Unos pasos más adelante llegamos a la meta propuesta para ese día, aunque camino por recorrer aún quedaba bastante. Ese lugar se caracteriza por tener una propiedad delimitada con una verja de aluzinc, conocida entre los senderistas como el “Muro de Trump”, en referencia al presidente de Estados Unidos. Allí nos esperaba el señor Marcos para iniciar el regreso.
Esperamos a los últimos en llegar, nos tomamos una foto y emprendimos el camino de vuelta. Ahora lo que resaltaba eran las estrellas y las luces de la ciudad vistas desde lo alto. En algunos tramos, las casas iluminaban nuestro paso; en otros, utilizábamos linternas y la luz de nuestros celulares para evitar tropezar con rocas en las zonas sin concreto.

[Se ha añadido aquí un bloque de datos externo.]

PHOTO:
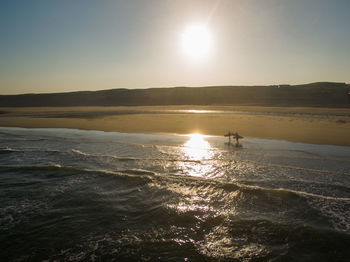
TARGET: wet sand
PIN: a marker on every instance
(309, 125)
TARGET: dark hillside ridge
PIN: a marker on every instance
(314, 94)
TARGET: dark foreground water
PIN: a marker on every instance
(71, 195)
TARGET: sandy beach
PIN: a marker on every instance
(308, 125)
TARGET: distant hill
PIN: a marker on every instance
(314, 94)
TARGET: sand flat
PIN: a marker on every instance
(309, 125)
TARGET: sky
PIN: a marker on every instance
(58, 46)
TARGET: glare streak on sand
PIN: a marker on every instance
(306, 125)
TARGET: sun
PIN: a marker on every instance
(196, 41)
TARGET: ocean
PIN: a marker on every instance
(74, 195)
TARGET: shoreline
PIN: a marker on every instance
(295, 128)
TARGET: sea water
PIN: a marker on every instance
(73, 195)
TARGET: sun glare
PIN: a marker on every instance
(197, 148)
(196, 41)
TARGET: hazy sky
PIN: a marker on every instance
(56, 46)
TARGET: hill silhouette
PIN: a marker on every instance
(315, 94)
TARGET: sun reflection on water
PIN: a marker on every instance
(197, 149)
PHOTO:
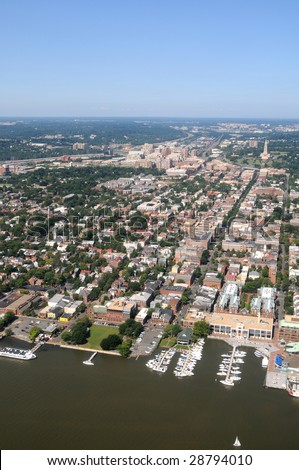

Yo pensaba que al llegar a la meta lo más difícil había quedado atrás, pero no fue así. La bajada del Chivo resultó ser todo un reto para mis piernas; sentí el esfuerzo intensamente en los muslos.
Al finalizar, el grupo decidió salir a cenar donde Rita, un local de una senderista cercano a la zona. Allí todos estábamos felices, cenando, tomando algo y conversando sobre otras rutas que habían realizado o que deseaban hacer.
Realmente, la experiencia fue magnífica, y le agradecí mucho a Dios por permitirme compartir con ese grupo de personas. Después de un año participando en distintas rutas, algunas más exigentes que otras, me di cuenta de que no puedo vivir sin el senderismo. Poder despejar la mente, disfrutar de la naturaleza y compartir con buenas compañías es algo verdaderamente hermoso.

Siento que uno se conecta con Dios de una manera especial y complementaria, y termina profundamente agradecido. Claro, esto no aplica para todas las experiencias de senderismo, pero en mi caso no hay una sola ruta de la que me haya arrepentido. Mientras se sepa a dónde se va y se esté preparado mental y físicamente, no hay límites para lo que uno puede lograr.